This new article from the History of Things series is dedicated to a very rare, unique even, artefact. A well-preserved 13th-century glass bracelet found in the very heart of Moscow, Kitai-Gorod, is one of the oldest items in the Museum of Moscow’s archaeological collection.
Women’s glass jewellery was popular in ancient Russian cities. Recent research has confirmed that this jewellery was not produced in Moscow, which means all the glass rings and bracelets came from elsewhere. The tradition of making jewellery from glass traces back to Byzantium. First it came to Kiev and then spread to other Russian cities, with Kiev, Polotsk, Novgorod and Smolensk being its centres. Colourful bracelets, beads and rings looked stylish on single-coloured clothes of the 12th-14th century.
Archaeologists often find pieces of glass bracelets and rings during their excavations in Moscow. However, glass is very fragile, and medieval craftsmen could not fix glass jewellery like they could silver or bronze accessories. Several pre-Mongolian pieces of glass jewellery have survived to this day. And the only bracelet found in Moscow belongs to the Museum of Moscow’s collections.
There are two ways to wear bracelets. Large bracelets were usually put on the arm. However, medieval Moscow women used to wear them on their wrists judging from their size: an average bracelet was six to 11 centimetres in diameter.
The Museum of Moscow’s bracelet is quite small: only four centimetres on the inside, which means it was worn by a little girl. It was found during archaeological excavations near the Epiphany Monastery in the Kitai-Gorod District. The high and bright Epiphany Cathedral can be seen near Ploshchad Revolyutsii metro station, between Nikolskaya and Ilyinka streets. It was built in the 17th century on the site where the white-stone Epiphany Monastery stood. The first church built there was wooden, and the first burials were made there in the 13th century. This is where the bracelet was found on a child’s arm. At that time, Muscovites gave up pagan rituals and buried their family members according to the Christian rite which did not require placing various objects in the graves as they had done only a century earlier.

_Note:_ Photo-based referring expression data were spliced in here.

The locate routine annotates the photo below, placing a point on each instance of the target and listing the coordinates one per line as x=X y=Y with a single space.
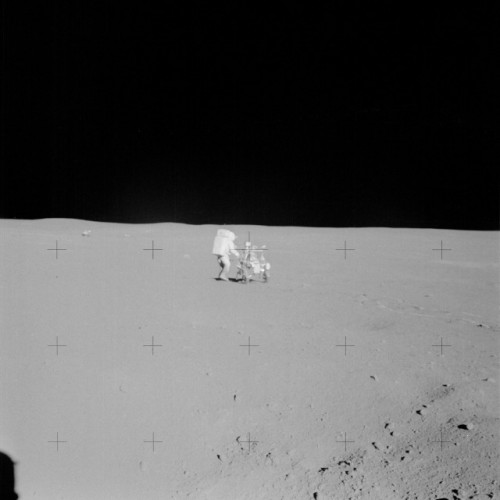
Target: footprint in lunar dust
x=398 y=305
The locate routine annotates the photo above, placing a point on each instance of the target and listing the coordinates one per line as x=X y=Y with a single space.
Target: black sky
x=338 y=117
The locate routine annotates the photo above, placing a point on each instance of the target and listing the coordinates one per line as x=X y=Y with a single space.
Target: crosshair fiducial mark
x=248 y=441
x=57 y=441
x=441 y=249
x=345 y=345
x=249 y=345
x=441 y=345
x=441 y=440
x=57 y=249
x=152 y=249
x=152 y=345
x=57 y=345
x=345 y=249
x=345 y=441
x=153 y=441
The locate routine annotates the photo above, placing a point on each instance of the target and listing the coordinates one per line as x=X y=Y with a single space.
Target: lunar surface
x=365 y=368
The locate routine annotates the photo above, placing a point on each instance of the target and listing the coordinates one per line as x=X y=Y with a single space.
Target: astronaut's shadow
x=7 y=478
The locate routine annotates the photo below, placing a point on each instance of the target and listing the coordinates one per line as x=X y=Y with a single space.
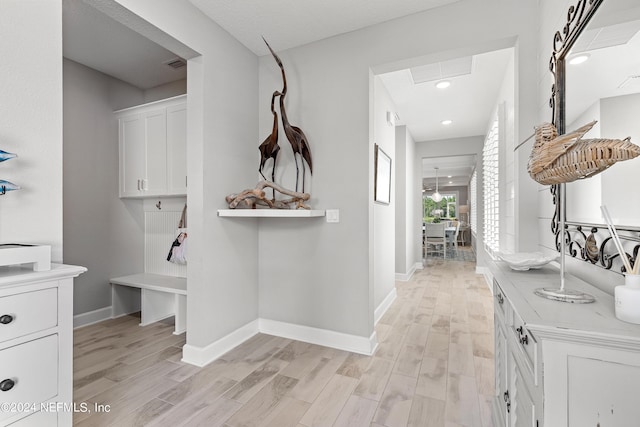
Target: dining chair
x=435 y=236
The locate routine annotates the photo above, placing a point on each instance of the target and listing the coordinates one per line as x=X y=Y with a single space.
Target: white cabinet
x=561 y=364
x=152 y=145
x=36 y=345
x=516 y=400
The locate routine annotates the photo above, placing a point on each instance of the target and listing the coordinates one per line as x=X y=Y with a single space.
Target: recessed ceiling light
x=579 y=59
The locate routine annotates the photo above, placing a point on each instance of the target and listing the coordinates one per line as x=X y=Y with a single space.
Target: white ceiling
x=99 y=42
x=453 y=171
x=287 y=23
x=469 y=101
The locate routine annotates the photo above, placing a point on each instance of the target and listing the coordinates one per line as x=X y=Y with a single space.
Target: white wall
x=165 y=91
x=31 y=122
x=101 y=231
x=384 y=216
x=408 y=205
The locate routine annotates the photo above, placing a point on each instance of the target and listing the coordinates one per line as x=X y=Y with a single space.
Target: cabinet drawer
x=25 y=313
x=32 y=368
x=527 y=343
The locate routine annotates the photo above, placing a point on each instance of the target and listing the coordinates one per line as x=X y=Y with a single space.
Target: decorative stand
x=562 y=294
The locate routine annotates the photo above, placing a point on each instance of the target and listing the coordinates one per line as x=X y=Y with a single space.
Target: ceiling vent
x=442 y=70
x=630 y=81
x=613 y=35
x=176 y=63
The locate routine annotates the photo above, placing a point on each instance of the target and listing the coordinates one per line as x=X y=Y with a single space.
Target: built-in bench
x=160 y=297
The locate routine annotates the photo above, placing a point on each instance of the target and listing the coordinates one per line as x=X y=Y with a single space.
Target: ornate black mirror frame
x=595 y=247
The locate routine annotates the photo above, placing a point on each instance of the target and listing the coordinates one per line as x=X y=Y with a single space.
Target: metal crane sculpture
x=295 y=135
x=269 y=148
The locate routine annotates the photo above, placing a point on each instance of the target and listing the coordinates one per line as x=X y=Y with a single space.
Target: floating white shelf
x=271 y=213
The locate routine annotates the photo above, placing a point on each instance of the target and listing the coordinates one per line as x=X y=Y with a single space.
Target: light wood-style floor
x=433 y=367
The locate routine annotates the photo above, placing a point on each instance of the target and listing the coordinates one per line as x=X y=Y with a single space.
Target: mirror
x=606 y=87
x=608 y=90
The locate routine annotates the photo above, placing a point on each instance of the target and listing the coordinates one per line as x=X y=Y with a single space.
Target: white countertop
x=15 y=275
x=596 y=320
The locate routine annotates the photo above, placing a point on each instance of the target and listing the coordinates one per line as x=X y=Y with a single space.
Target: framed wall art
x=382 y=177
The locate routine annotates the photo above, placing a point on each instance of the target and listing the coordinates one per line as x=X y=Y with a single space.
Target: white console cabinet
x=153 y=146
x=560 y=364
x=36 y=346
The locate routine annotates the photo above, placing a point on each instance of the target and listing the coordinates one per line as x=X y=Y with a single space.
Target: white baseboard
x=201 y=356
x=384 y=305
x=91 y=317
x=405 y=277
x=324 y=337
x=488 y=277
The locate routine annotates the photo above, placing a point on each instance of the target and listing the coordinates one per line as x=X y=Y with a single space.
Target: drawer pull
x=507 y=399
x=523 y=339
x=7 y=384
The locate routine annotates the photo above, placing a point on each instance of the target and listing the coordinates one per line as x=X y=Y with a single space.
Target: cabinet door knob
x=7 y=384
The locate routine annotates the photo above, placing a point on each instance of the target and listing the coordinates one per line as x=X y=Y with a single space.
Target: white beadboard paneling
x=161 y=229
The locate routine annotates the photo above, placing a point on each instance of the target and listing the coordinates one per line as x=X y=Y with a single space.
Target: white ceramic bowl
x=523 y=261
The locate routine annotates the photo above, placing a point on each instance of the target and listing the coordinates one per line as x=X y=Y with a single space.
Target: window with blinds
x=473 y=216
x=490 y=160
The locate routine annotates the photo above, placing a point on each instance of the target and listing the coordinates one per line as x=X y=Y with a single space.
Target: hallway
x=433 y=367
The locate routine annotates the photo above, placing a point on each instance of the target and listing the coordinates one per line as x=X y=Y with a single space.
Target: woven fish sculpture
x=559 y=159
x=6 y=156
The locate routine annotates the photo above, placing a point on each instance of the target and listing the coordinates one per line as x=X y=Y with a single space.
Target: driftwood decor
x=256 y=196
x=269 y=149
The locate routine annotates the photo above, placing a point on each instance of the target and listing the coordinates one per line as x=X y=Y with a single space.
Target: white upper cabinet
x=153 y=149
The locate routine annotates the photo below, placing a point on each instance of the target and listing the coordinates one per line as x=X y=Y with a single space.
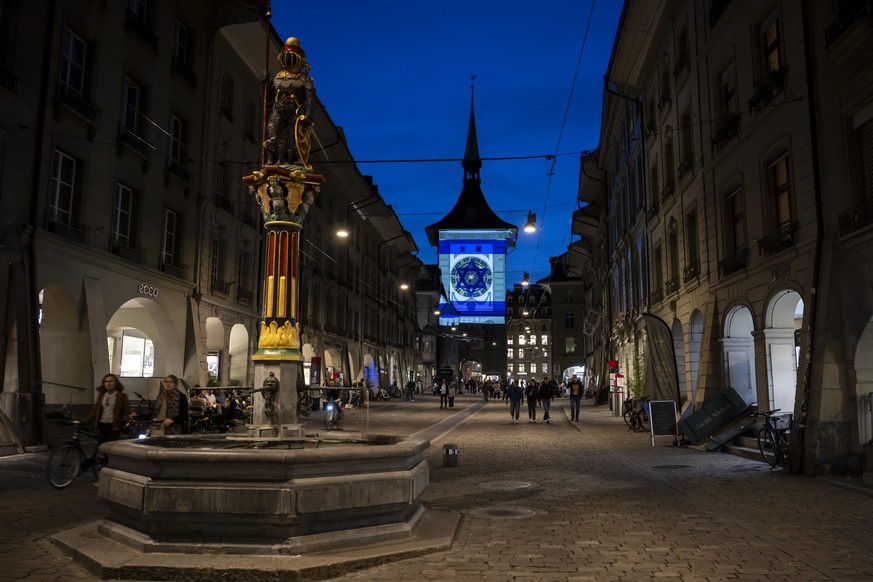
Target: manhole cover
x=503 y=512
x=506 y=485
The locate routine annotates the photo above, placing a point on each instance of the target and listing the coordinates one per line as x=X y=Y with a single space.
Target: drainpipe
x=799 y=433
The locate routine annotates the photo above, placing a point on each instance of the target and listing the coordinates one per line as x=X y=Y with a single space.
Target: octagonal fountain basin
x=217 y=494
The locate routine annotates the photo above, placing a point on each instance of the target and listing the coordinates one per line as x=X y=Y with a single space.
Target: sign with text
x=662 y=419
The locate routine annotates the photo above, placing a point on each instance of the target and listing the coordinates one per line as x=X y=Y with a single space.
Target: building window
x=770 y=50
x=73 y=63
x=249 y=119
x=131 y=106
x=225 y=99
x=62 y=189
x=182 y=50
x=122 y=217
x=780 y=191
x=735 y=227
x=169 y=248
x=692 y=253
x=177 y=135
x=137 y=355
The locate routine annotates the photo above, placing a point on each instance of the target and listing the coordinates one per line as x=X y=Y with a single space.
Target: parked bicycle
x=773 y=440
x=70 y=459
x=636 y=413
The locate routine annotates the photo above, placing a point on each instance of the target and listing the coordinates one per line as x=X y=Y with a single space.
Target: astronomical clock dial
x=471 y=277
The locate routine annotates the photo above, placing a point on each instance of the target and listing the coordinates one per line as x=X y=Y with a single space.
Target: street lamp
x=531 y=224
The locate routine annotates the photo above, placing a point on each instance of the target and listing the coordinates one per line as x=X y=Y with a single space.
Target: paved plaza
x=559 y=501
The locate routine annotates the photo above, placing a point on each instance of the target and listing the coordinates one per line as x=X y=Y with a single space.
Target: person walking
x=575 y=398
x=546 y=393
x=111 y=410
x=532 y=393
x=514 y=395
x=172 y=408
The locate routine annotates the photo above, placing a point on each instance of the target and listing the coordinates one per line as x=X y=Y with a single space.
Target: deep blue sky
x=395 y=74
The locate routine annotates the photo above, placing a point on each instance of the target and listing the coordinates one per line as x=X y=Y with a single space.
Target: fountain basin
x=242 y=495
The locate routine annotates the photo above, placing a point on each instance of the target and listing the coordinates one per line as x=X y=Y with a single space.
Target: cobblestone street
x=563 y=501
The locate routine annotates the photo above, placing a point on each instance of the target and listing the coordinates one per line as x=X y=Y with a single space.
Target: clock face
x=471 y=277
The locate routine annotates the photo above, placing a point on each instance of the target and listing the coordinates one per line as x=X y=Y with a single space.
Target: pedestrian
x=532 y=392
x=172 y=408
x=575 y=398
x=111 y=410
x=545 y=394
x=514 y=395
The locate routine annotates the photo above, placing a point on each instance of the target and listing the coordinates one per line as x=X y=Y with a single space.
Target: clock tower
x=472 y=242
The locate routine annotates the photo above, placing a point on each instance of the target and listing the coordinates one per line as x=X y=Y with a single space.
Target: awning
x=662 y=379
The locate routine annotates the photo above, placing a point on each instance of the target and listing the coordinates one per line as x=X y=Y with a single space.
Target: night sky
x=396 y=76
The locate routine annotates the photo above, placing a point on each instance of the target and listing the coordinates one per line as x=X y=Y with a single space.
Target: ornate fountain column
x=284 y=188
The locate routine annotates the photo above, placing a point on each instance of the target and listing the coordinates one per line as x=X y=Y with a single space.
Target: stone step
x=744 y=451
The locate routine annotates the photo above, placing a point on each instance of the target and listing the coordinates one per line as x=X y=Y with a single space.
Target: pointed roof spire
x=472 y=163
x=471 y=211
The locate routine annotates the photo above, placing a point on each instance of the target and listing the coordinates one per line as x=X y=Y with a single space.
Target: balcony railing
x=689 y=273
x=778 y=241
x=734 y=263
x=856 y=218
x=849 y=13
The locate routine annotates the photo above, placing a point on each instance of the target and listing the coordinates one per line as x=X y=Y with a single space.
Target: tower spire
x=471 y=163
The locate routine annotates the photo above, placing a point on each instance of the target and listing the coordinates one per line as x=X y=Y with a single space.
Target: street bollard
x=450 y=455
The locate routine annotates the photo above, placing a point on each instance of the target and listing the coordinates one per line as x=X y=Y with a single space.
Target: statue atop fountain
x=284 y=188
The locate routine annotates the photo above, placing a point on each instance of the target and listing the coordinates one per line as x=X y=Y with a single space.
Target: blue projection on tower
x=473 y=266
x=472 y=242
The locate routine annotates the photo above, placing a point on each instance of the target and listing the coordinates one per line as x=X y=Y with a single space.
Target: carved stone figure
x=289 y=128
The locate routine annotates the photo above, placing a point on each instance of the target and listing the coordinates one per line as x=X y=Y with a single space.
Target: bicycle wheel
x=643 y=419
x=629 y=419
x=767 y=446
x=64 y=465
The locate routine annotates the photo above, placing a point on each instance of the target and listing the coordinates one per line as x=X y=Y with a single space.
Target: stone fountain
x=273 y=492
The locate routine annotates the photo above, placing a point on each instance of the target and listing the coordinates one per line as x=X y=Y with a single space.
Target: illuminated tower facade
x=472 y=242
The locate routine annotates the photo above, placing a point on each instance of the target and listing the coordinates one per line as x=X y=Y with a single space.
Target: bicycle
x=636 y=413
x=773 y=441
x=70 y=459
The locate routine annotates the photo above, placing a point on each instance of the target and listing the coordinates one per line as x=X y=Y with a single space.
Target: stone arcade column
x=284 y=188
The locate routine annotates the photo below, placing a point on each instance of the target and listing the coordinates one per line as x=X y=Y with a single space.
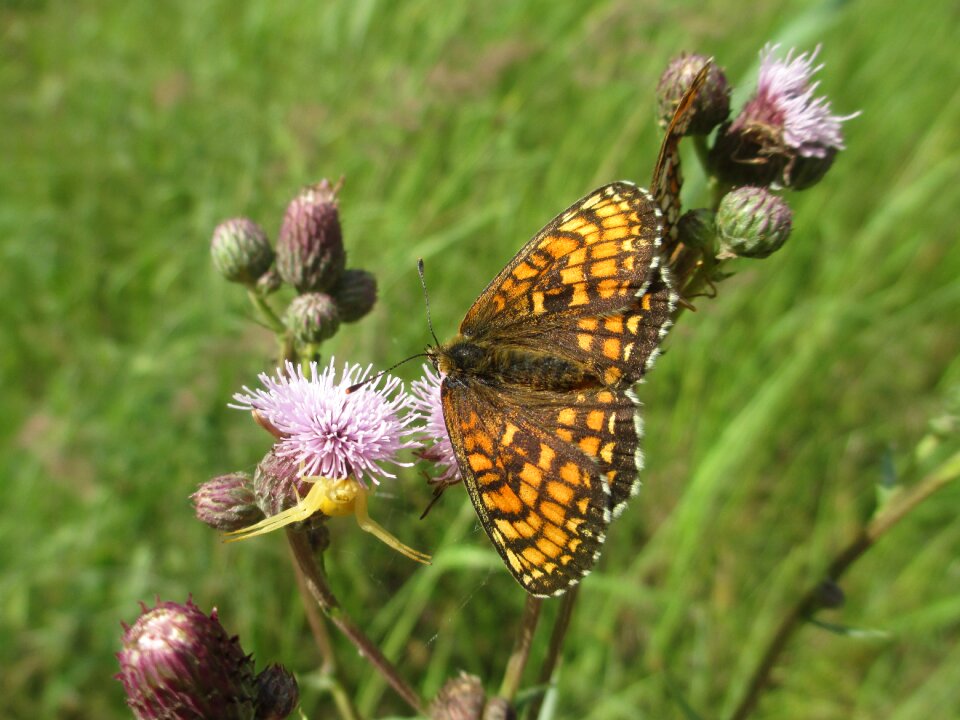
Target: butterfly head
x=459 y=356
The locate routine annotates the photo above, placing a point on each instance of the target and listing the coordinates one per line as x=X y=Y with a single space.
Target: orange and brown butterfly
x=537 y=387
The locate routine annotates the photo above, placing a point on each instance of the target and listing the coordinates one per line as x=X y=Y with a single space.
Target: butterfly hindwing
x=544 y=506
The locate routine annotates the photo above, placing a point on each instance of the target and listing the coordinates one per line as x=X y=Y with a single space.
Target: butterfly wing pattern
x=537 y=387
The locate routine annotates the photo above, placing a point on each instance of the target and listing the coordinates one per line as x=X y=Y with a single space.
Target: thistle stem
x=886 y=518
x=559 y=634
x=316 y=585
x=521 y=649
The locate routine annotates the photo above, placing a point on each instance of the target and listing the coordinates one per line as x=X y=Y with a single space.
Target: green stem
x=560 y=626
x=317 y=587
x=521 y=649
x=886 y=518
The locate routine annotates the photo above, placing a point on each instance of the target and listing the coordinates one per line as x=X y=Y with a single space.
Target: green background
x=131 y=129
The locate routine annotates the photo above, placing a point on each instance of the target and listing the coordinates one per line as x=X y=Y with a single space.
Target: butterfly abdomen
x=500 y=366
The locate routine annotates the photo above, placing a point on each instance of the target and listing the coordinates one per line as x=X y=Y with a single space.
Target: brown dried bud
x=461 y=698
x=355 y=294
x=277 y=693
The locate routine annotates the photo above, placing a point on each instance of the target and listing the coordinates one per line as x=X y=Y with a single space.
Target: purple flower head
x=177 y=662
x=786 y=93
x=785 y=135
x=328 y=432
x=426 y=401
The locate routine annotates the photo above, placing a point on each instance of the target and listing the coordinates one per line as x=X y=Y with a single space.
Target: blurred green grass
x=132 y=130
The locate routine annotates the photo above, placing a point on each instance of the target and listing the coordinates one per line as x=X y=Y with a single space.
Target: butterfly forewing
x=592 y=259
x=537 y=395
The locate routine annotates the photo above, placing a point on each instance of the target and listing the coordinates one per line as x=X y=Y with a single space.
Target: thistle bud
x=240 y=250
x=355 y=294
x=227 y=502
x=310 y=254
x=752 y=222
x=312 y=318
x=277 y=484
x=278 y=487
x=712 y=104
x=277 y=693
x=178 y=663
x=698 y=229
x=269 y=282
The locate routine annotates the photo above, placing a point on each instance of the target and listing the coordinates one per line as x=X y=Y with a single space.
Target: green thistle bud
x=460 y=698
x=277 y=693
x=712 y=104
x=240 y=250
x=227 y=502
x=698 y=229
x=269 y=282
x=277 y=484
x=310 y=254
x=278 y=487
x=312 y=318
x=355 y=294
x=752 y=222
x=178 y=663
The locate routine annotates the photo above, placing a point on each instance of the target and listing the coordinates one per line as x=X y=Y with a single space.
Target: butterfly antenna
x=678 y=125
x=357 y=386
x=426 y=300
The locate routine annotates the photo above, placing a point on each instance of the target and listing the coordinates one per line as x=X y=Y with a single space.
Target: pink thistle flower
x=328 y=432
x=785 y=93
x=785 y=135
x=426 y=401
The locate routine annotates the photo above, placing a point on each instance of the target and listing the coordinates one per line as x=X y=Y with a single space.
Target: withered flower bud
x=712 y=104
x=355 y=294
x=240 y=250
x=177 y=662
x=269 y=282
x=460 y=698
x=277 y=693
x=310 y=253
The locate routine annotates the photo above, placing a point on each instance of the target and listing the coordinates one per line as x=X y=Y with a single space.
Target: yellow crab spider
x=334 y=498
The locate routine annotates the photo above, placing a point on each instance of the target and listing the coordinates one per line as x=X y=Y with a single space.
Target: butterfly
x=537 y=389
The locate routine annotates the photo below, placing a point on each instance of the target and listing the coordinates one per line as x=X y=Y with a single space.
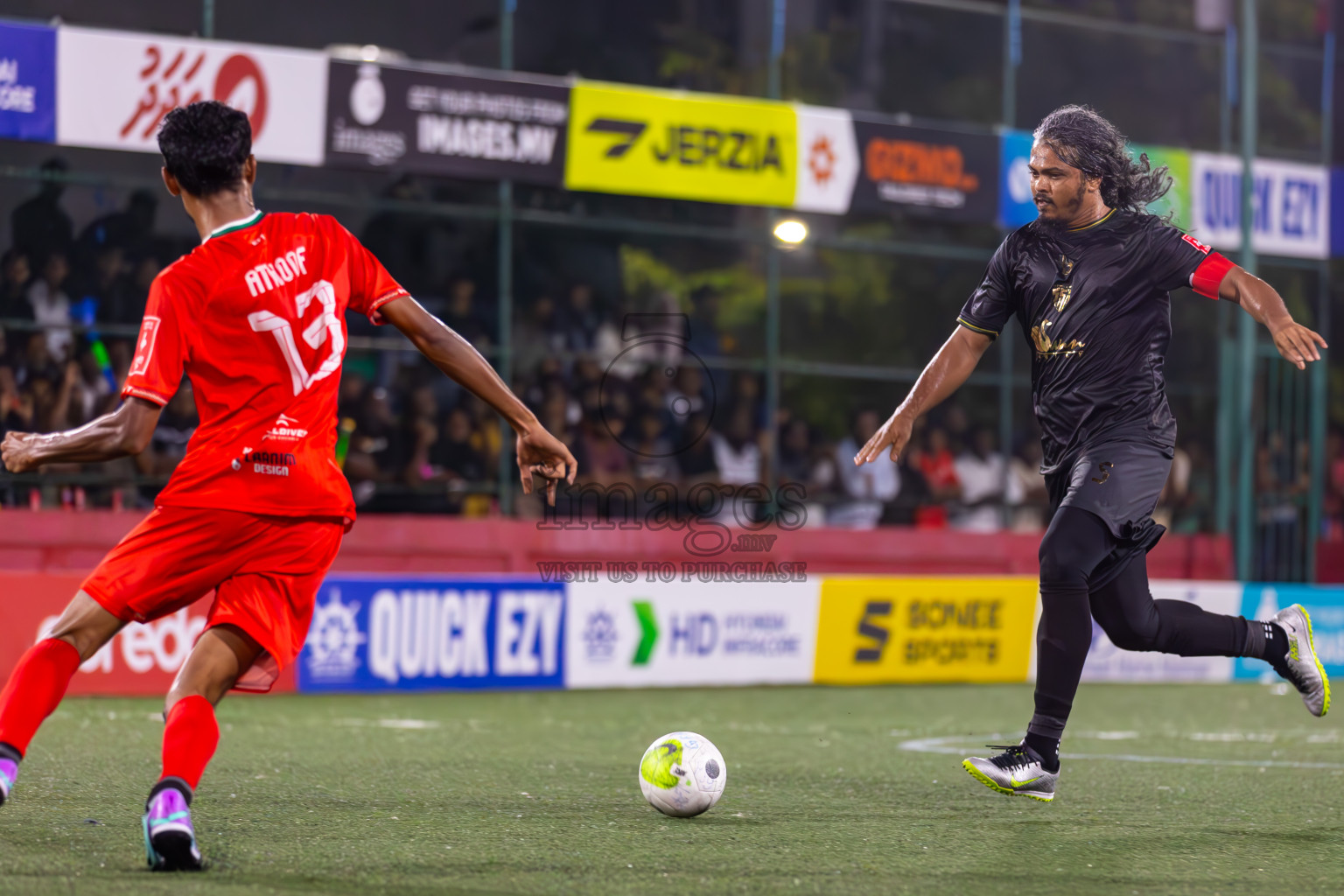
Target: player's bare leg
x=39 y=682
x=191 y=735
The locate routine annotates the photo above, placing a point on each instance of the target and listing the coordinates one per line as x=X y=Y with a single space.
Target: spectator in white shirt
x=52 y=305
x=983 y=477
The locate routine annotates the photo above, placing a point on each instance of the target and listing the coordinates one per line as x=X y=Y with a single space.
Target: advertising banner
x=379 y=633
x=1326 y=606
x=113 y=88
x=1015 y=205
x=1289 y=207
x=27 y=82
x=1108 y=662
x=828 y=160
x=651 y=634
x=927 y=172
x=680 y=145
x=897 y=630
x=445 y=124
x=140 y=662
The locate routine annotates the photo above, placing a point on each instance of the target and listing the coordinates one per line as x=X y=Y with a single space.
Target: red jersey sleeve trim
x=382 y=300
x=1210 y=274
x=150 y=396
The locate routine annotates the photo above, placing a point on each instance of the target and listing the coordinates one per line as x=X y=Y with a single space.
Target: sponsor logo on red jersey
x=1196 y=243
x=145 y=346
x=285 y=430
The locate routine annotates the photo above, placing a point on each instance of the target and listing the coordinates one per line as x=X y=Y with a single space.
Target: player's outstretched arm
x=539 y=453
x=124 y=431
x=1296 y=343
x=944 y=375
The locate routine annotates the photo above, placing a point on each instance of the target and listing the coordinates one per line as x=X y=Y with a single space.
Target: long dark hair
x=1082 y=138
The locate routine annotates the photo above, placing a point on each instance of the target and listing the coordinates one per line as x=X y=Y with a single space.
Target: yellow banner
x=900 y=630
x=680 y=145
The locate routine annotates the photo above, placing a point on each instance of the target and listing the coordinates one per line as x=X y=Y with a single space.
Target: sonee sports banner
x=446 y=124
x=373 y=633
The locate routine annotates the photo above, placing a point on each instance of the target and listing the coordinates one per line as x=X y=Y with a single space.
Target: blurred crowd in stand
x=629 y=394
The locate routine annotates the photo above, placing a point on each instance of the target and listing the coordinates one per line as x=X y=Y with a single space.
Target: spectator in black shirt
x=15 y=270
x=39 y=225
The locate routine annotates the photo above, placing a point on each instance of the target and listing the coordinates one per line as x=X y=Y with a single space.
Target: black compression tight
x=1073 y=547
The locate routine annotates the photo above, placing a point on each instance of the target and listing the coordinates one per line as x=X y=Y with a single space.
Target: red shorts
x=263 y=570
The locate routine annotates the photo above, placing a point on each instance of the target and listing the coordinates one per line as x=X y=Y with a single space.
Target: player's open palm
x=1298 y=344
x=894 y=434
x=17 y=453
x=542 y=454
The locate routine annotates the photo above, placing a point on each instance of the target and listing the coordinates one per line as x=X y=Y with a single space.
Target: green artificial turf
x=536 y=793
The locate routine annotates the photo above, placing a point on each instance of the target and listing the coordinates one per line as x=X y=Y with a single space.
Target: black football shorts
x=1120 y=482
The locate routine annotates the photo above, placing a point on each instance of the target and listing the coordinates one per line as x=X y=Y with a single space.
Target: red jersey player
x=257 y=508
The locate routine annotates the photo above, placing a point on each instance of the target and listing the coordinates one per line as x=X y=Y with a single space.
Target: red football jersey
x=256 y=318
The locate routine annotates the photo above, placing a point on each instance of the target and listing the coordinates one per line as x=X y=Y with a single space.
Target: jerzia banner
x=445 y=124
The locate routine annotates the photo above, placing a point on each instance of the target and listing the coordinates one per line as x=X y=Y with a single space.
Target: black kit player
x=1088 y=283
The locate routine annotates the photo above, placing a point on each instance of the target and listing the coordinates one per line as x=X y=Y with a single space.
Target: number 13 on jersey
x=326 y=326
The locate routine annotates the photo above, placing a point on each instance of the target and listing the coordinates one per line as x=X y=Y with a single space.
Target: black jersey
x=1096 y=309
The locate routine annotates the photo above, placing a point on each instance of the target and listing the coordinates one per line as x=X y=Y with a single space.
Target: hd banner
x=928 y=172
x=27 y=82
x=113 y=88
x=656 y=634
x=680 y=145
x=376 y=633
x=437 y=122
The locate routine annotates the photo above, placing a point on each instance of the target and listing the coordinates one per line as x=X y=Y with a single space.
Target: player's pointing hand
x=894 y=433
x=542 y=454
x=1298 y=344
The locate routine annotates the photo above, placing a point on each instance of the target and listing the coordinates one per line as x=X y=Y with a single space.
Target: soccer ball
x=683 y=774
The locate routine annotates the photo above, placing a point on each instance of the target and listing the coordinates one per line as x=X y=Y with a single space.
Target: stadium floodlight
x=790 y=231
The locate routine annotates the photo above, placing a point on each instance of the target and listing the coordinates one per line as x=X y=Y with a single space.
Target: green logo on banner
x=648 y=633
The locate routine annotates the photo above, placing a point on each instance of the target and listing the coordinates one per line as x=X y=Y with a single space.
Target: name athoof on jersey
x=268 y=276
x=266 y=462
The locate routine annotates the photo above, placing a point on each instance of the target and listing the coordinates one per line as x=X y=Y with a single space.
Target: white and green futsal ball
x=683 y=774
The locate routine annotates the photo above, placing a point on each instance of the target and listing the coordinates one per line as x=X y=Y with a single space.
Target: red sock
x=35 y=688
x=190 y=739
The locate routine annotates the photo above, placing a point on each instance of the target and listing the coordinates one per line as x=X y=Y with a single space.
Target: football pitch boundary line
x=955 y=745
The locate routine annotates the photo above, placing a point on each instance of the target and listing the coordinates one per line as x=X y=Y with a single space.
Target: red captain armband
x=1210 y=274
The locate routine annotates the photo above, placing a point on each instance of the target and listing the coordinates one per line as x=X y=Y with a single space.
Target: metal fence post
x=1246 y=335
x=506 y=278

The green-and-blue glass bracelet was made using a common method of that time: a glass string was twisted and bent into a ring with its ends then pressed together. This bracelet was not only a piece of jewellery but was used to hold the rather long gathered sleeves on women’s clothes.
In the second third of the 13th century, glass jewellery almost disappeared: the Tatar-Mongol raids nearly destroyed the production of it. The children’s bracelet of the Museum of Moscow dated to the late 13th – early 14th century by archaeologist Leonid Belyayev, who led the excavations at the Epiphany Monastery, is a rare example of traditional glass jewellery from the late Middle Ages.